Adrien - Jueves 21 Mayo 2026

🧬 Ataque cardíaco a pesar de una vida saludable: atención a la Lp(a)

He aquí un escenario que puede sorprender: una persona en plena forma, deportista, con un buen nivel de colesterol LDL, y sin embargo sufre un ataque cardíaco.

Esta paradoja podría explicarse por una partícula de colesterol poco conocida: la lipoproteína(a), o Lp(a). A diferencia del LDL clásico, esta molécula depende en gran medida de los genes y escapa al impacto de la alimentación o el ejercicio. Consecuencia: puede acumularse de manera silenciosa en las arterias, aumentando el riesgo de accidentes cardiovasculares incluso en personas sanas.

Para entender por qué, fijémonos en su estructura. La Lp(a) se parece al LDL pero posee una proteína adicional, la apolipoproteína(a). Esta parte la hace más pegajosa y favorece la formación de placas en las arterias. Además, podría fomentar la coagulación sanguínea. Los estudios muestran que niveles elevados de Lp(a) están relacionados con un mayor riesgo de ataques cardíacos y accidentes cerebrovasculares, independientemente de otros factores de riesgo. Esta relación es continua: cuanto más alto es el nivel, mayor es el peligro.


Imagen de ilustración Pixabay


A diferencia del colesterol LDL, la Lp(a) no está influenciada por la dieta o el ejercicio, sino principalmente por la herencia. Los niveles se fijan temprano en la vida y se mantienen estables. Este carácter mayoritariamente genético explica por qué algunas personas desarrollan enfermedades cardiovasculares a pesar de un estilo de vida saludable. Factores como la menopausia o las enfermedades renales pueden modificar ligeramente los niveles, pero lo esencial es innato.

Actualmente, hay pocas opciones para reducir la Lp(a). Las estatinas, muy eficaces contra el LDL, no tienen casi ningún efecto sobre ella. Algunos medicamentos más recientes, como los inhibidores de PCSK9, la disminuyen modestamente entre un 15 y un 30 %. Sin embargo, una nueva clase de tratamientos promete una reducción espectacular.

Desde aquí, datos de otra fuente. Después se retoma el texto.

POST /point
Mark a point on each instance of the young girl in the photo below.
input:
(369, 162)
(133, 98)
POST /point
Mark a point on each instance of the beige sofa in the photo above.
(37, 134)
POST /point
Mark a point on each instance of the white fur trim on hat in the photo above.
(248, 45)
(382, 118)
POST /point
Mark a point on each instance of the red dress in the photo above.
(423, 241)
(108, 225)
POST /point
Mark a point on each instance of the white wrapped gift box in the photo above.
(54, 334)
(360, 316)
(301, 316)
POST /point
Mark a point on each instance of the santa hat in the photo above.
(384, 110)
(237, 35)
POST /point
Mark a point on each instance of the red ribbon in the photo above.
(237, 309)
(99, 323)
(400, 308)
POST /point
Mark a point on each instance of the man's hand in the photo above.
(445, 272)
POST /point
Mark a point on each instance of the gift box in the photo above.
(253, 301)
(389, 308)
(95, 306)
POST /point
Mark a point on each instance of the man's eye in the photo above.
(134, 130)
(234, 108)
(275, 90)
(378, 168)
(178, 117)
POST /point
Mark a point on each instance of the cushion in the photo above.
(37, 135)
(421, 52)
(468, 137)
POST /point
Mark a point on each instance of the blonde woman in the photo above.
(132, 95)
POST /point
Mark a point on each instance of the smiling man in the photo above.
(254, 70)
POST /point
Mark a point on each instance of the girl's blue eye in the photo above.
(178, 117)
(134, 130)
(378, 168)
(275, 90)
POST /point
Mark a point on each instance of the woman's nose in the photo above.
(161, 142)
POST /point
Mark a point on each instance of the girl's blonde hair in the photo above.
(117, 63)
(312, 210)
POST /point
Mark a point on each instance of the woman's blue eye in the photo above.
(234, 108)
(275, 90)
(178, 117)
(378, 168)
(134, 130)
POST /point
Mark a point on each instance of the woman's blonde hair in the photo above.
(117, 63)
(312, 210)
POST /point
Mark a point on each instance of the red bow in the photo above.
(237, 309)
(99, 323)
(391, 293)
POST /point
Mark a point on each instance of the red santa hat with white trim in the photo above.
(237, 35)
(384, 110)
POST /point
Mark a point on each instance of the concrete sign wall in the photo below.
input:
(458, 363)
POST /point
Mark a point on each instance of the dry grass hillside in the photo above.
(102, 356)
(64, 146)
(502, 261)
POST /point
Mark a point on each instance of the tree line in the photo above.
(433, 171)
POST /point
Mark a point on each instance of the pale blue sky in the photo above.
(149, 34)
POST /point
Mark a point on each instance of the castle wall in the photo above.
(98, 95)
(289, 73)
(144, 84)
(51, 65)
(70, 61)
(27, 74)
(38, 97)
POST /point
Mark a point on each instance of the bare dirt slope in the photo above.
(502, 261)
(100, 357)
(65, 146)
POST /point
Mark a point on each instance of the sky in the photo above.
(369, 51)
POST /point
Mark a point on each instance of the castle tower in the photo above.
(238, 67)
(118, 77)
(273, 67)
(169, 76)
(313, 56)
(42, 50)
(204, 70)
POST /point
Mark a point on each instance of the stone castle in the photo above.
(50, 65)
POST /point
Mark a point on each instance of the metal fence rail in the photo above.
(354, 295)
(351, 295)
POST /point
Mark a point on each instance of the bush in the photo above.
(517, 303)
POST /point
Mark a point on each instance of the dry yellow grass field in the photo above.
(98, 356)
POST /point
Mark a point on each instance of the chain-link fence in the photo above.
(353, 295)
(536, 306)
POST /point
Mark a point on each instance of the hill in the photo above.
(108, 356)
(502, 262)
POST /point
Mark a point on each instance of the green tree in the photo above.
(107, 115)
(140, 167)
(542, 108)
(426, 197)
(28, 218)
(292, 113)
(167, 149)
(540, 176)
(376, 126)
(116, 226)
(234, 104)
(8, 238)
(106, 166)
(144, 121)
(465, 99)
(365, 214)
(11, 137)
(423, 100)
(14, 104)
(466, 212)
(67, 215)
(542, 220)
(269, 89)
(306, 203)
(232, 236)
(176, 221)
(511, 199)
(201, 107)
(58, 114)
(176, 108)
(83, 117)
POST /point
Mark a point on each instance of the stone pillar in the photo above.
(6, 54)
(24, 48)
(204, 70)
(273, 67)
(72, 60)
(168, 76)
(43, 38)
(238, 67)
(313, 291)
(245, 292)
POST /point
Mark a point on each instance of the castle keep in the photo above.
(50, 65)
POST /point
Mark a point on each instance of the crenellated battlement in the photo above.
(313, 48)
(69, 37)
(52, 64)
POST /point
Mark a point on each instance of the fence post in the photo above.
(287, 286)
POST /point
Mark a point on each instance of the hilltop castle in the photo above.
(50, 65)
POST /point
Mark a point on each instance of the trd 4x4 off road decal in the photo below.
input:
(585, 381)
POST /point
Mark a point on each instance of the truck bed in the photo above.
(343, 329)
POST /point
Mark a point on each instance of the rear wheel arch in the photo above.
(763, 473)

Mediante el silenciamiento génico, estas moléculas impiden que el hígado produzca Lp(a). Los ensayos preliminares muestran reducciones del 80 al 90 %.

¿Se pregunta si debería hacerse analizar la Lp(a)? Esta prueba no está incluida en el perfil lipídico estándar. Hay que solicitarla específicamente. Las recomendaciones internacionales aconsejan medirla al menos una vez en la edad adulta, especialmente si hay antecedentes familiares de enfermedades cardíacas tempranas o riesgo inexplicado. Como el nivel es estable, a menudo basta con una sola prueba.

Puede ser frustrante descubrir que se tiene un nivel elevado de Lp(a), ya que no se puede modificar fácilmente. Pero hay que considerarlo como un indicador de riesgo global. Otros factores están bajo su control: el colesterol LDL, la presión arterial, el tabaquismo, la actividad física, la alimentación y el manejo de la diabetes. Optimizando estos elementos, reduce su riesgo cardiovascular total, incluso si la Lp(a) sigue siendo alta.

La investigación sobre la Lp(a) avanza rápidamente. Si los ensayos clínicos en curso confirman que las nuevas terapias dirigidas disminuyen los eventos cardíacos, la detección y el tratamiento podrían volverse comunes. Mientras tanto, la concienciación es un primer paso clave. Hable con su médico si tiene inquietudes, especialmente si hay antecedentes familiares. Y no olvide que las bases de un corazón sano siguen siendo los hábitos de vida que podemos controlar.